Why this works this way

La directive UE relative aux droits des consommateurs (2011/83/UE, « DDC ») est l'une des différences les plus marquantes. Pour les contrats à distance (ce que sont presque toujours les devis Clozo — signés en ligne, jamais en présentiel), la DDC accorde au consommateur un délai de rétractation de 14 jours après signature pendant lequel il peut se rétracter sans motif et obtenir le remboursement de tout paiement. Une exception explicite figure à l'art. 16(a) pour les services qui débutent avec le consentement exprès du consommateur avant l'expiration des 14 jours — le consommateur renonce au droit de rétractation en cochant une case reconnaissant qu'il y renonce. Clozo affiche automatiquement cette case de renonciation sur la page de signature client lorsque (a) le client est B2C et (b) le devis demande un acompte — car prendre un acompte et démarrer le travail implique généralement « commencer avant l'expiration des 14 jours ». Sans la renonciation, un client B2C pourrait en principe signer, vous démarrez le travail, il se rétracte au jour 13, vous devez rembourser.

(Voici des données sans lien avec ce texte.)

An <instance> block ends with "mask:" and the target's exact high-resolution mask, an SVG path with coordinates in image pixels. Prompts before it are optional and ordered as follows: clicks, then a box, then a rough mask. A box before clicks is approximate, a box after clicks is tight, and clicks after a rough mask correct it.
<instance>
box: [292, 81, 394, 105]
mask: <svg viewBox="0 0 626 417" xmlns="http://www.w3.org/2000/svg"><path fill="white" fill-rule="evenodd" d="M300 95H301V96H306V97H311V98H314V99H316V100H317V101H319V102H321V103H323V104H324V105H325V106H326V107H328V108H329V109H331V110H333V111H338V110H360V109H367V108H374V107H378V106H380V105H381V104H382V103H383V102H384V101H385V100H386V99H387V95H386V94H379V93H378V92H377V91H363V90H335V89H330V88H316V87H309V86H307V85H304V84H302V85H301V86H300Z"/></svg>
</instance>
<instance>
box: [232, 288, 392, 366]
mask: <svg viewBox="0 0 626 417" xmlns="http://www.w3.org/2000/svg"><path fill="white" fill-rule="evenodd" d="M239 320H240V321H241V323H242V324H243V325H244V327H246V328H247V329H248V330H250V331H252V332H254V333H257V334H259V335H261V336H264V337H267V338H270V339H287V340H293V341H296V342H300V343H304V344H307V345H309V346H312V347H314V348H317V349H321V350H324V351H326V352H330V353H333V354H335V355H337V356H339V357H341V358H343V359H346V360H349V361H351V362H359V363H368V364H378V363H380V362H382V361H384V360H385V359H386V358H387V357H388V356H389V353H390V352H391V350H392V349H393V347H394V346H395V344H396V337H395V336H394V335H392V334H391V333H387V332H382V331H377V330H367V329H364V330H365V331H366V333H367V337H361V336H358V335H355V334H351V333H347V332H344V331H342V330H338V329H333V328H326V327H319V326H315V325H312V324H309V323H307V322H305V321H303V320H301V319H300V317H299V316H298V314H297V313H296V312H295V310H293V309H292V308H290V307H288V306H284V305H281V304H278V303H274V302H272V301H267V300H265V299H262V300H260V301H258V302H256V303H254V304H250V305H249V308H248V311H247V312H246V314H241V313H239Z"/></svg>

C'est pourquoi business_use=True est aussi la valeur par défaut à l'inscription du freelance lui-même. La plupart des utilisateurs Clozo sont autónomos / indépendants / Einzelunternehmer agissant à titre professionnel — au sens de l'art. 2(1) de la DDC, le « consommateur » est « toute personne physique qui, dans les contrats relevant de la présente directive, agit à des fins qui n'entrent pas dans le cadre de son activité commerciale, industrielle, artisanale ou libérale ». Un indépendant qui s'inscrit à un SaaS pour gérer son activité freelance agit pour son activité — il est B2B et la DDC ne s'applique pas à son abonnement Clozo.

Pour les clients B2B, les différences pratiques constituent l'avantage : routes de facturation électronique structurée (Peppol, KSeF, FatturaPA, Factur-X via PDP — voir article 3.9), autoliquidation à travers les frontières UE (article 4.2 Règle 4) et facturation électronique potentiellement obligatoire selon les mandats B2B nationaux (PL KSeF déployé à partir de 2026 ; FR PPF/PDP à partir de 2026 ; DE B2B à partir de 2027 ; à l'échelle UE via ViDA à partir de 2030). Pour le B2C, la facturation électronique reste un PDF par e-mail au consommateur ; les canaux structurés rejettent par spécification les destinataires non professionnels.